Once the data has been collected, tools are developed to organize the data by location and by keyword, which is then mapped to taxonomies and used as a structured database for analysis, according to Brownstein. This is where Brownstein and his team rely on machine learning tools to separate potential signals from noise.
Making sense of the digital phenotype is no easy task. Part of the complexity is because people talk about medications or their symptoms in unexpected ways that don't map to medical and even nonmedical taxonomies. Examples of features that make the data hard to organize include typos, spelling variations, invented words and hashtags.
"It takes a huge amount of curation and development to get to a place where we can start to organize this content and take the ways in which people talk about illness and code them to more traditional taxonomies," he said.
An early warning system
This kind of digital phenotyping has already proved successful.

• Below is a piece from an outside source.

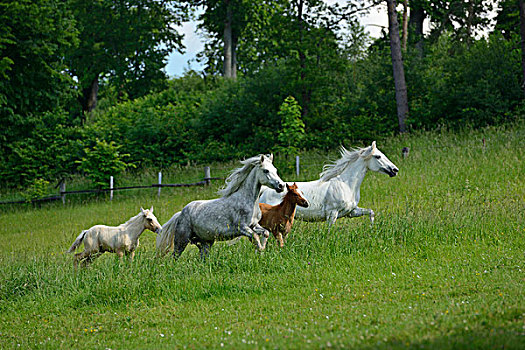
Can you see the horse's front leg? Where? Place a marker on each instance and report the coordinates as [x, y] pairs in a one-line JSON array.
[[245, 230], [264, 234], [331, 217], [356, 212]]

Brownstein has built public health "surveillance" tools such as HealthMap, which launched in 2006. It is a patient-facing public health system that he co-created, and it uses internet data such as aggregated news stories, blog posts, government websites and social data for "disease outbreak monitoring and real-time surveillance of emerging public health trends," according to its website.
"It's a global tracking system that basically ties as many data sources as we can get access to across hundreds of thousands of websites and 15 different languages," Brownstein said. In 2014, HealthMap picked up on the deadly Ebola outbreak in West Africa a week before an official announcement was made. The early warning signal came from a news story of a "mystery hemorrhagic fever" killing eight in Guinea.
And, as the years tick by, social media data and internet data are helping produce more robust digital phenotypes. Brownstein and his team are monitoring traffic data of, for example, spikes in Wikipedia's influenza page to gauge the state of global health. They're also looking at sites such as OpenTable -- reservation cancellations could be a signal of a potential influenza outbreak -- and Yelp, which crowdsources reviews of businesses and restaurants. "I'm not sure if people know this, but 10% of Yelp reviews are food-poisoning-related," he said.
In fact, reviewers often mention specific ingredients they believe caused the disease. When Brownstein and his team shared that information with the Centers for Disease Control and Prevention (CDC), the agency was incredulous, he said. After doing its own analysis, the CDC found that the reviewers were surprisingly accurate.
"From our perspective, the consumer, the patient is much smarter than we give them credit for," Brownstein said.